G. Confucius revenant de Wei à Lou, s’arrêta pour contempler la cascade de Ho-leang[1], laquelle tombant de deux cent quarante pieds de haut, produit un torrent qui bouillonne sur quatre-vingt-dix stades de longueur, si fort qu’aucun poisson ni aucun reptile n’y peut séjourner. Or, sous les yeux de Confucius, un homme traversa ces eaux tumultueuses. Confucius le fit féliciter par ses disciples, puis il lui dit lui-même : vous êtes très habile ; avez-vous une formule qui vous permette de vous confier ainsi à ces eaux ? — Avant d’entrer dans l’eau, dit l’homme, j’examine si mon cœur est absolument droit et loyal, puis je me laisse aller. Ma rectitude unit mon corps aux flots. Comme je fais un avec eux, ils ne peuvent pas me nuire. — Retenez ceci, dit Confucius à ses disciples. La rectitude gagne même l’eau, combien plus les hommes.

H. Le prince héritier Kien, fils du roi P’ing-wang de Tch’ou, ayant été calomnié par Fei-ouki, avait fui à Tcheng, où il avait été assassiné. Son fils Pai-koung méditait de le venger. Il demanda à Confucius : Y a-t-il des chances pour qu’un complot ne soit pas découvert ? — Confucius perça son intention et ne répondit pas. — Pai-koung reprit : une pierre jetée au fond de l’eau, peut-elle être découverte ? — Oui, dit Confucius ; par un plongeur du pays de Ou. — Et de l’eau mêlée à de l’eau, peut-elle être découverte ? — Oui, dit Confucius. I-ya discerna qu’il y avait, dans un mélange, de l’eau de la rivière Tzeu, et de l’eau de la rivière Cheng. — Alors, dit Pai-koung, à votre avis, une conjuration ne peut pas ne pas être découverte ? — Elle ne le sera pas, dit Confucius, si l’on n’en a pas parlé. Pour réussir, et à la pêche, et à la chasse, il faut le silence. La parole la plus efficace, est celle qui ne s’entend pas ; l’action la plus intense, est celle qui ne paraît pas. L’imprudence et l’agitation ne produisent rien de bon. Vous trahissez vos projets, par vos discours et votre attitude.Pai-koung ne tint pas compte de cet avertissement. Il provoqua une émeute, dans laquelle il périt.

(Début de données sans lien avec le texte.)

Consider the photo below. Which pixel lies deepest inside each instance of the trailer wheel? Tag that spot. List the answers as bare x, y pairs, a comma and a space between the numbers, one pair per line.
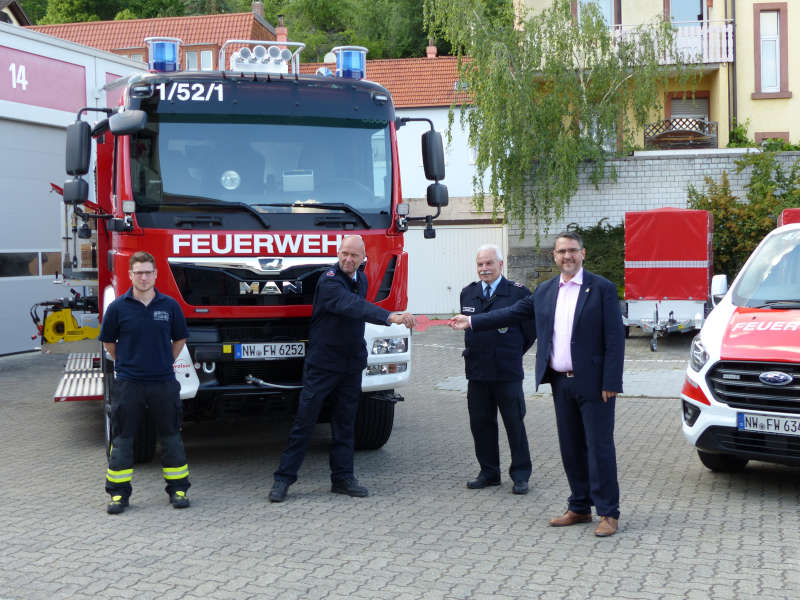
722, 463
374, 420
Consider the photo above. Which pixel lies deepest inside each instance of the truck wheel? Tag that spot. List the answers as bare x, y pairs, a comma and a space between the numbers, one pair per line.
374, 420
722, 463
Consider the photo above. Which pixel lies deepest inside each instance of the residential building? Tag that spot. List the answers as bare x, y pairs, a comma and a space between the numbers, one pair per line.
742, 49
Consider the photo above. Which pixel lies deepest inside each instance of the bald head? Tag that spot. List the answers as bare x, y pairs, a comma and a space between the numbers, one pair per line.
351, 254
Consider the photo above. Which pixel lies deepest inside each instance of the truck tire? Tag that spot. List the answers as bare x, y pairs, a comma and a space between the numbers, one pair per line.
722, 463
144, 446
374, 420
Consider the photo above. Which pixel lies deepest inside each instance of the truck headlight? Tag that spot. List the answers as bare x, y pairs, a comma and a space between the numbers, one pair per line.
698, 356
390, 345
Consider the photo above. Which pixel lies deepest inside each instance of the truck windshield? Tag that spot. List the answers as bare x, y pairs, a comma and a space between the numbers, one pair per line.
271, 167
772, 277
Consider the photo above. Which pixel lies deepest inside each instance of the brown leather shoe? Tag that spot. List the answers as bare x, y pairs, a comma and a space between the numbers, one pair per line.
570, 518
606, 527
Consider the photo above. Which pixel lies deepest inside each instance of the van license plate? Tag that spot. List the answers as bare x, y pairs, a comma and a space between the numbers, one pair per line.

I. Tchao-siang-tzeu ayant chargé Mou-tzeu le chef de ses meutes, d’attaquer les Ti (peuplade nomade), celui-ci remporta une victoire, et leur prit deux douars en un jour. Mou-tzeu en envoya la nouvelle à Tchao-siang-tzeu. Celui-ci l’ayant reçue pendant son repas, devint triste. — Qu’avez-vous ? demandèrent les assistants. Deux douars pris en un seul jour, c’est là une bonne nouvelle. Qu’est-ce qui vous afflige ? — Je pense, dit Tchao-siang-tzeu, que les crues des fleuves ne durent que trois jours, que les tempêtes ne durent qu’une fraction d’un jour. Ma maison est à l’apogée de sa fortune. Sa ruine va peut-être venir[2]. — Confucius ayant appris cette parole, dit : — Le prince de Tchao prospérera. — En effet, c’est la tristesse (avec la prudence qui en résulte) qui fait prospérer, tandis que la joie (imprudente) ruine. Remporter une victoire est assez facile, mais en conserver les fruits est

  1. Comparez chapitre 2 I.
  2. Comparez Lao-tseu chapitre 9.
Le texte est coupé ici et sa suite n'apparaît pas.